Disgrifiad1. Great Castle Head promontory fort is a coastal promontory enclosure, sundered by landslips, with an interior denuded by erosion, defined by two lines of rampart, ditch & counterscarp, showing a possible, centrally placed entrance: excavation in 1993-4 demonstrated occupation beginning in the early to middle Iron Age and contnuing through at least into the Roman period: the site appears to have been adapted as a medieval, castle fortification, being eventually abandoned in the 13th century.
Source: Crane, P. 1999. Iron Age Promontory Fort to Medieval castle? Excavations at Great Castle Head, Dale, Pembrokeshire, 1999. Archaeologia Cambrensis. pp.86-145.

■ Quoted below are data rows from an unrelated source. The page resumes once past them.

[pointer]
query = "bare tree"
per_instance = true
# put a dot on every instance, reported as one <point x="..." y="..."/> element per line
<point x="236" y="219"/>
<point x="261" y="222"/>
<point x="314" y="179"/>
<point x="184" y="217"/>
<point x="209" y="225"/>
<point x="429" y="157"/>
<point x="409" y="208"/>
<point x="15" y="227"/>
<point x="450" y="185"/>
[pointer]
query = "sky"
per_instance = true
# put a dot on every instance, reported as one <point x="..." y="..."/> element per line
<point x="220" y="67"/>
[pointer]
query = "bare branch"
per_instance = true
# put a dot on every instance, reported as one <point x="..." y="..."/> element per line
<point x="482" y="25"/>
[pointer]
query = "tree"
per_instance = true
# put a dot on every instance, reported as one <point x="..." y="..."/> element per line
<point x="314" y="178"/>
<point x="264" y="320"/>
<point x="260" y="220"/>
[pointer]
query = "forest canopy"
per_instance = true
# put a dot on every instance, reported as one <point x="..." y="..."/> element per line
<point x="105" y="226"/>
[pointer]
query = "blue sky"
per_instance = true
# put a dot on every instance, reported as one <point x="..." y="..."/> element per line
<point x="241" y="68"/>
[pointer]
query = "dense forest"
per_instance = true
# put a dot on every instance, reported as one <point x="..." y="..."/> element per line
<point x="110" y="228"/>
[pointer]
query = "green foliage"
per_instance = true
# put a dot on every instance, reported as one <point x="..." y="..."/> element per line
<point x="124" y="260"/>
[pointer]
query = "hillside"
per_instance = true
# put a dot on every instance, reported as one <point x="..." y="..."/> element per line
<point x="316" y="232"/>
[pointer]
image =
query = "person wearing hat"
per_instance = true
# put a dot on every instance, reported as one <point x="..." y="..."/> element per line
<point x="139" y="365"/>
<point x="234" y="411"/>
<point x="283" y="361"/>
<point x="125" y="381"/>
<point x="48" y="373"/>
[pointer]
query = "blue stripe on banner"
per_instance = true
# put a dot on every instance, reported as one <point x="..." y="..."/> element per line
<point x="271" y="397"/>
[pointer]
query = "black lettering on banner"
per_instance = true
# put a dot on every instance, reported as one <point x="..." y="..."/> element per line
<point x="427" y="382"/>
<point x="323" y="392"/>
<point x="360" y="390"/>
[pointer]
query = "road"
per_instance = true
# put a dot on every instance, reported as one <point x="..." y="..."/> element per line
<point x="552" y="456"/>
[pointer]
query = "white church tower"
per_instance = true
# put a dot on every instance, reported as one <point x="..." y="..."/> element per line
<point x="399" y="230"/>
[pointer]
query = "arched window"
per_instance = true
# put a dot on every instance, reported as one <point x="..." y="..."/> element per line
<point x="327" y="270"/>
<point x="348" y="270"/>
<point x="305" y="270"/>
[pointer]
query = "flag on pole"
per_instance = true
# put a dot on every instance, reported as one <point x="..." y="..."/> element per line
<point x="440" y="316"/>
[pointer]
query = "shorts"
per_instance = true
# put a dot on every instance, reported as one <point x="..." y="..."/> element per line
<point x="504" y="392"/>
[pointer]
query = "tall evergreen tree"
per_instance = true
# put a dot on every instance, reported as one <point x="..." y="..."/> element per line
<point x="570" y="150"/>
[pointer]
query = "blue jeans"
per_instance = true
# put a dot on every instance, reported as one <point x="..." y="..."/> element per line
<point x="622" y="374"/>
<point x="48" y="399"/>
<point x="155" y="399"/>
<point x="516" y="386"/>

2. Weather and waves have taken their toll on Great Castle Head for over two millennia. The site has some of the most massive promontory defences of all the Pembrokeshire coastal forts. In the late 1990s, with a serious danger that the remainder of the fort might be lost to coastal erosion without record, an excavation was mounted by Cambria Archaeology, funded by Cadw. As at Porth y Rhaw, the work revealed that the fort had been densely occupied, with the defences originally finished with stone walls and timber work. Postholes, a spindle-whorl and sherds of pottery confirmed Iron Age and Roman occupation, but finds of medieval pottery also suggested to the excavator, Pete Crane, that this may have been refortified as the first Dale Castle when the Normans occupied south Pembrokeshire. A First World War cap badge was also found, probably lost when the fort was used as a look-out post for coastal defence. (From: Pembrokeshire - Historic Landscapes from the Air, RCAHMW 2007).
T. Driver, RCAHMW, 2nd December 2009
3. Visited by T. Driver & L. Barker for CHERISH Project, 2nd Feb 2017.